Fort Lewis' terrain is primarily a mixture of dense conifer woods and open Puget prairie-garry oak woodlands. Invasive Scotch Broom has taken over many areas. The landscape is very rocky from glacial meltwater deposits. Poison oak is found in the training areas. Canada Thistle grows thickly in some areas. All trees are to be left standing; post policy prohibits cutting or trimming them.

The temperatures during summer vary from the mid-40s at night to the mid-70s during the day, occasionally peaking over 90 °F. Although July and August are the driest months.

Fort Lewis, due to its size and reserved land, serves as an important habitat for amphibian development and study.

==Demographics==
Fort Lewis has been tracked by the U.S. Census Bureau as an unincorporated place in the 1970 U.S. census and then as a census-designated place (CDP) since the 1980 U.S. census.

Historical population
| Census | Pop. | Note | %± |
| 1970 | 38,054 |  | — |
| 1980 | 23,761 |  | −37.6% |
| 1990 | 22,224 |  | −6.5% |
| 2000 | 19,089 |  | −14.1% |
| 2010 | 11,046 |  | −42.1% |
| 2020 | 14,052 |  | 27.2% |
U.S. Decennial Census 1960 1970 1980 1990 2000 2010

===Racial and ethnic composition===

Fort Lewis CDP, Washington – Racial and ethnic composition Note: the US Census treats Hispanic/Latino as an ethnic category. This table excludes Latinos from the racial categories and assigns them to a separate category. Hispanics/Latinos may be of any race.
| Race / Ethnicity (NH = Non-Hispanic) | Pop 2000 | Pop 2010 | Pop 2020 | % 2000 | % 2010 | % 2020 |
|---|---|---|---|---|---|---|
| White alone (NH) | 10,685 | 6,635 | 6,746 | 55.97% | 60.07% | 48.01% |
| Black or African American alone (NH) | 3,758 | 1,122 | 1,699 | 19.69% | 10.16% | 12.09% |
| Native American or Alaska Native alone (NH) | 222 | 138 | 148 | 1.16% | 1.25% | 1.05% |
| Asian alone (NH) | 631 | 323 | 674 | 3.31% | 2.92% | 4.80% |
| Native Hawaiian or Pacific Islander alone (NH) | 332 | 238 | 390 | 1.74% | 2.15% | 2.78% |
| Other race alone (NH) | 71 | 19 | 54 | 0.37% | 0.17% | 0.38% |
| Mixed race or Multiracial (NH) | 883 | 771 | 972 | 4.63% | 6.98% | 6.92% |
| Hispanic or Latino (any race) | 2,507 | 1,800 | 3,369 | 13.13% | 16.30% | 23.98% |
| Total | 19,089 | 11,046 | 14,052 | 100.00% | 100.00% | 100.00% |

===2000 census===
As of the census of 2000, there were 19,089 people, 3,476 households, and 3,399 families residing on the base. The population density was 1,248.5 people per square mile (482.0/km^{2}). There were 3,560 housing units at an average density of 232.8 per square mile (89.9/km^{2}). The racial makeup of the base was 60.4% White, 20.3% African American, 1.4% Native American, 3.4% Asian, 1.8% Pacific Islander, 6.2% from other races, and 6.4% from two or more races. 13.1% of the population were Hispanic or Latino of any race.

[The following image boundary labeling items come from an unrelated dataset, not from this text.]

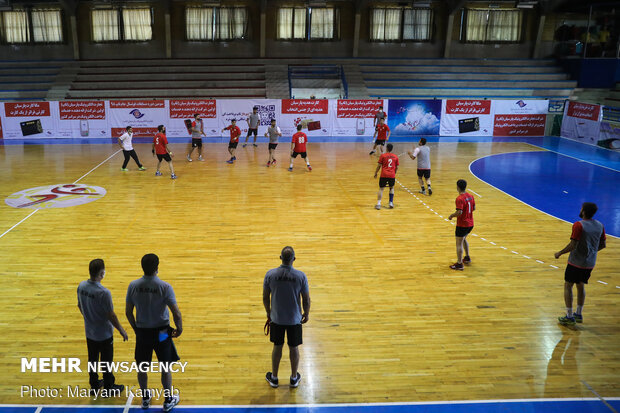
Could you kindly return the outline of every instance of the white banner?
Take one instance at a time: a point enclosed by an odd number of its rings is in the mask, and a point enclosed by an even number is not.
[[[293,136],[297,125],[312,136],[330,136],[332,117],[327,99],[283,99],[280,117],[277,119],[282,135]]]
[[[387,100],[330,99],[332,136],[372,136],[379,107],[383,106],[387,118]]]
[[[448,99],[441,102],[441,136],[493,136],[490,100]]]
[[[6,102],[2,106],[2,135],[5,139],[58,136],[57,116],[53,110],[58,108],[58,102]]]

There were 3,476 households, out of which 85.8% had children under the age of 18 living with them, 89.3% were married couples living together, 6.6% had a female householder with no husband present, and 2.2% were non-families. Of all households, 2.0% were made up of individuals, and 0.0% had someone living alone who was 65 years of age or older. The average household size was 3.75, and the average family size was 3.78.

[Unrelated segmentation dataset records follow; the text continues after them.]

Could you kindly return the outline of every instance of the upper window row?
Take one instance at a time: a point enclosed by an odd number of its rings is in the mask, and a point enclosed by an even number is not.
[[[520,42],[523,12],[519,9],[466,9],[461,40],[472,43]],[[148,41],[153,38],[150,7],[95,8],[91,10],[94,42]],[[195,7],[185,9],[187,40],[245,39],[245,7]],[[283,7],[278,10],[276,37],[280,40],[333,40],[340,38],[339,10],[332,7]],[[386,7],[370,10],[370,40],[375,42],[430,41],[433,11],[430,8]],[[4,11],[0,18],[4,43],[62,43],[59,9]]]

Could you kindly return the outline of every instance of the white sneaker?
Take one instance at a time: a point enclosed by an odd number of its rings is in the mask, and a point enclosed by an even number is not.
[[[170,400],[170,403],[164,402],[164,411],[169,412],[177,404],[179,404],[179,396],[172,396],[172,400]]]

The age distribution was 32.1% under the age of 18, 28.0% from 18 to 24, 37.5% from 25 to 44, 2.0% from 45 to 64, and 0.4% who were 65 years of age or older. The median age was 22 years. For every 100 females, there were 168.3 males. For every 100 females age 18 and over, there were 212.5 males. All these statistics were typical for military bases.

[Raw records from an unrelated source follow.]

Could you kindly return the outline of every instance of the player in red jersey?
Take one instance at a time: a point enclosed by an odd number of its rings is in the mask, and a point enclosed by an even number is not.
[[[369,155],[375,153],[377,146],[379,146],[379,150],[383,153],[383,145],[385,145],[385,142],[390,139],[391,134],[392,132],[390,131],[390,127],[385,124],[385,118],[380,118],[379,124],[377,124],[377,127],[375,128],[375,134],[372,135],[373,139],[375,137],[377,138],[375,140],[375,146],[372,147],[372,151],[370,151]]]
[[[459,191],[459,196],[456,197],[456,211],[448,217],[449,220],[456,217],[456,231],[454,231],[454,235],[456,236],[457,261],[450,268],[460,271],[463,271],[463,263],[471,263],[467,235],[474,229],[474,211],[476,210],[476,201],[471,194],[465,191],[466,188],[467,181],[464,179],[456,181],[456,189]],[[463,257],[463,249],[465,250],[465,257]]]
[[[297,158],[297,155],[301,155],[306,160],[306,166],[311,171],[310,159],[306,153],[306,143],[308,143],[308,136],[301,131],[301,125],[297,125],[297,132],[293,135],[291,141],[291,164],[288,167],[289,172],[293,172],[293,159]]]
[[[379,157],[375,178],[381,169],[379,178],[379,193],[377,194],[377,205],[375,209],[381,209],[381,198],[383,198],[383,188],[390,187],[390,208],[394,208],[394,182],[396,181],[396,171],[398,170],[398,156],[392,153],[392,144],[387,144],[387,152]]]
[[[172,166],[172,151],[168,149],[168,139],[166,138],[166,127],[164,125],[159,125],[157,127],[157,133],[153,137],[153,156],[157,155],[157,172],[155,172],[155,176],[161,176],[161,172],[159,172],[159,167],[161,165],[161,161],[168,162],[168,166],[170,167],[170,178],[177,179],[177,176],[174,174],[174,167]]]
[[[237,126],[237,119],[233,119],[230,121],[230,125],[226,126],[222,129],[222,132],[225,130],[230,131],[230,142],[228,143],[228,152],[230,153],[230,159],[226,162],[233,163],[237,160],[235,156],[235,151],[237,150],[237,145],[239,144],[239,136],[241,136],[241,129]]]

The median income for a household on the base was $32,384, and the median income for a family was $32,251. Males had a median income of $20,878 versus $20,086 for females. The per capita income for the base was $12,865. 8.2% of the population and 7.1% of families were below the poverty line. Out of the total population, 10.7% of those under the age of 18 and 0.0% of those 65 and older were living below the poverty line.